Merci à ma famille si grande, à Papa pour cette origine qu'il m'a léguée. Pour la tribu à laquelle je me sens aujourd'hui appartenir et qui me soutient elle aussi, j'imagine. Pour les quelques mots en Yémba qui figurent dans ce livre et qu'il m'a donnés sans savoir ce que j'allais en faire. À Maman, pour tous ces séjours dans son village à elle, auquel j'appartiens aussi. Pour ses réponses minutieuses à mes questions sur la tradition, sur les coutumes, les rites. Pour la plus belle chose qu'elle ait pu me transmettre en dehors de la moitié de ses gènes : l'amour des lettres.
À Iannetha ma sœur aînée, avec qui les rapports ont souvent été tumultueux, qui m'a inspiré le personnage de Miriam et sa relation avec Mona. J'espère qu'elle ne m'en voudra pas trop. À Fiona ma sœur cadette dont le départ précoce du cocon familial, n'entravera pas je le souhaite, tout l'amour qui nous unit, et dont la passion pour le sport m'a inspiré ce trait de personnalité chez Mona.

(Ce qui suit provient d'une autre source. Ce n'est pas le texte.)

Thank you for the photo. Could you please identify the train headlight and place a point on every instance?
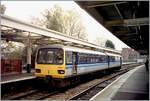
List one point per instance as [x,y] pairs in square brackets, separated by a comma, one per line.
[37,70]
[61,72]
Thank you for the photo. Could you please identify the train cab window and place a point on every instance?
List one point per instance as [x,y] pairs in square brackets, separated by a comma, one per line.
[50,56]
[68,57]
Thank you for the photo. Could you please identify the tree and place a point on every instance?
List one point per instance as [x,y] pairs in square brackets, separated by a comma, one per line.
[109,44]
[66,22]
[2,9]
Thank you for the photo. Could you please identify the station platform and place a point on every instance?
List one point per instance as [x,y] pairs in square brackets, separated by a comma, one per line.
[133,85]
[17,77]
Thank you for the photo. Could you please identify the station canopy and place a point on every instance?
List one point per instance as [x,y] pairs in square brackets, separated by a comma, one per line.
[127,20]
[13,29]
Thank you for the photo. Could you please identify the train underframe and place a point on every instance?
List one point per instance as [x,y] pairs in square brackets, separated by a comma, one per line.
[73,80]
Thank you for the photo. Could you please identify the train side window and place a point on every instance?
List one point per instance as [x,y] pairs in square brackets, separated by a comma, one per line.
[68,57]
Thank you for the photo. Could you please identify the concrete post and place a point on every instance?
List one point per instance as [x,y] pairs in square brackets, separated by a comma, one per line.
[29,55]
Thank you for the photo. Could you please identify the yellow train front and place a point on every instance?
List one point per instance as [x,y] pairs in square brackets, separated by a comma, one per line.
[61,64]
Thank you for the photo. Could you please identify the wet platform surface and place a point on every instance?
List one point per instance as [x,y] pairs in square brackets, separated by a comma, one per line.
[133,85]
[17,77]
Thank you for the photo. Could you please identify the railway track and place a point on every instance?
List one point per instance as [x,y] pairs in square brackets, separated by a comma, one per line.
[33,95]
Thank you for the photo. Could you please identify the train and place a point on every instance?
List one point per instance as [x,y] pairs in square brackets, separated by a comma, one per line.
[61,64]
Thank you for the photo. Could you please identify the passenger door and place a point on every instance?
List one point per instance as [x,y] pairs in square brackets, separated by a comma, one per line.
[74,59]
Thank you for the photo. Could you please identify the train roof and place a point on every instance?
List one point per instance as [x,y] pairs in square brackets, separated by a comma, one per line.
[76,49]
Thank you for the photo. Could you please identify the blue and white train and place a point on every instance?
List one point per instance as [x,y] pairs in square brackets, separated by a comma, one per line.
[62,62]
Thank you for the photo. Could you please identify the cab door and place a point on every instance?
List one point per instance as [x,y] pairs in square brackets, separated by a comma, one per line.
[74,63]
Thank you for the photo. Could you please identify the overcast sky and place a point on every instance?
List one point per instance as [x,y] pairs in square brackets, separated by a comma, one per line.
[24,10]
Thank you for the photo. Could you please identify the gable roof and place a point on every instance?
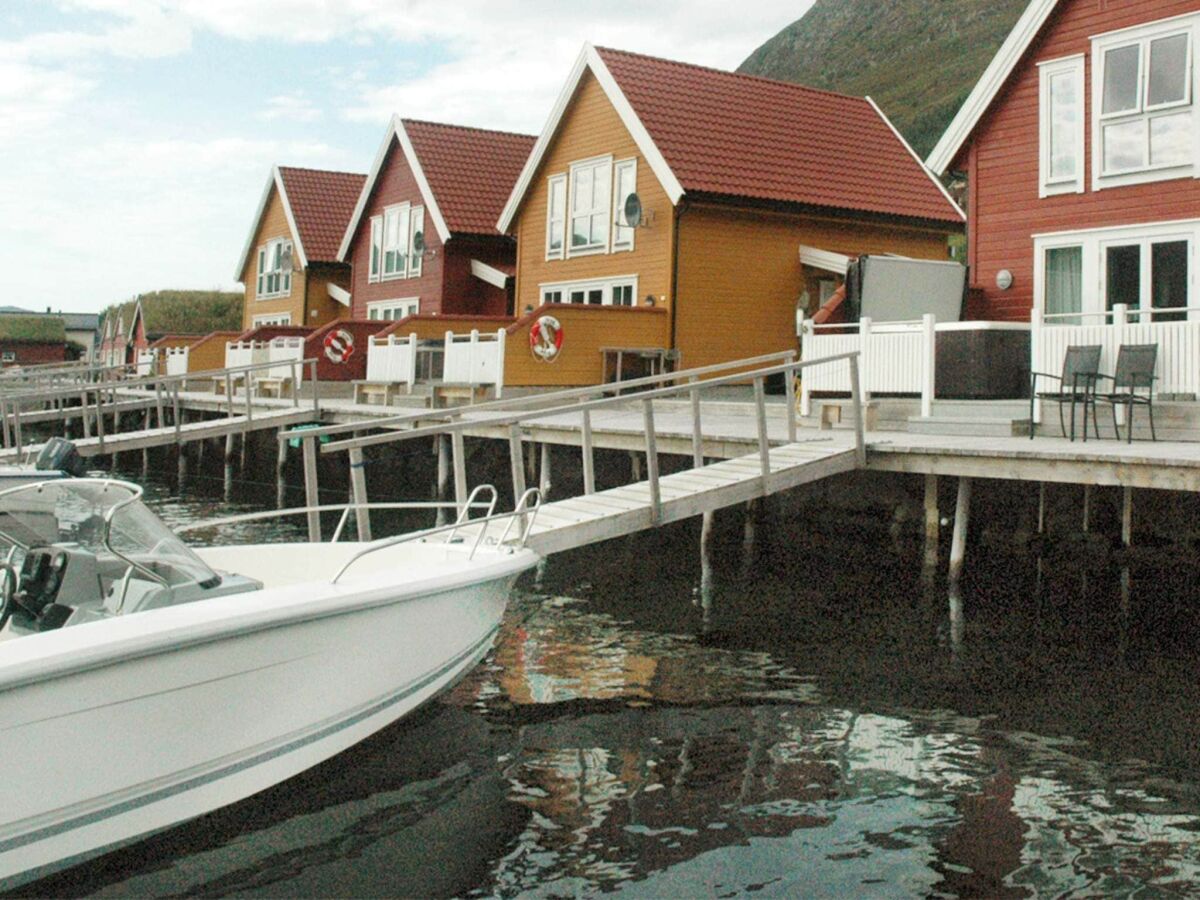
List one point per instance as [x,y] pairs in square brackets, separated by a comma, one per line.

À Mamie O qui m'a inspiré le personnage de Mamie Mado. Pour cette houleuse discussion sur le culte des ancêtres menée avec ma sœur et ma mère, dont elle ne se souvient peut-être pas, mais qui m'a tant marqué. Pour toutes ses connaissances sur la tradition gardées en elle, et qui n'hésitent pas à sortir quand on lui pose les bonnes questions.
À Tonton Sylvain «le cœur sur la main», dont je sais le soutien grand. À la famille Kamaha de Douala et de la diaspora, dont les récits de voyage, récits d'une vie hors du continent ont entretenu longtemps l'idée de ce livre.
À deux enseignants qui ont profondément marqué mes années de lycée, mais aussi ma manière de raisonner aujourd'hui : À Monsieur SALEKE pour ses ambitions kamites et panafricanistes, pour son érudition et sa curiosité, pour tous les livres qu'il a pus m'offrir, tous les conseils prodigués, tous ses savoirs gracieusement partagés, toutes les critiques acerbes qui ont recadré ma plume d'élève-journaliste et celle d'écrivaine en herbe par la même occasion.
À Monsieur EKE pour sa grande sagesse, son argumentaire infaillible et sa répartie que je n'égalerais jamais. Pour ce «cours magistral» sur la spiritualité que je ne suis pas prête d'oublier. Pour m'avoir montré le fossé qui me séparait de mes ancêtres et de chez moi, pour m'avoir transmis son amour pour la culture sans lequel je n'aurais jamais écrit ce livre. Pour m'avoir encouragé sans le savoir sur le chemin de la remise en question. Pour m'avoir amené tant de fois à me questionner, à débattre et à surtout écouter pendant ces cours. Merci à tous les deux pour toutes ces choses que je ne peux toutes énumérer ici.À Bryann Fotsing mon grand ami, pour les réponses enthousiastes à mes questions sur l'émigration et sur la vie d'un adolescent africain en Occident. Nos échanges sur le sujet datent d'il y a longtemps, et pourtant ils m'ont été si utiles.
À Tata Corinne, pour tous ces matins et ces après-midis à refaire le monde dans le salon de mes grands-parents. Pour ses interviews improvisées autour de ce livre, pour ses recadrages bienveillants, pour son attention particulière et plus récemment, pour ses réponses à mes questions sur sa vie dans l'autre continent.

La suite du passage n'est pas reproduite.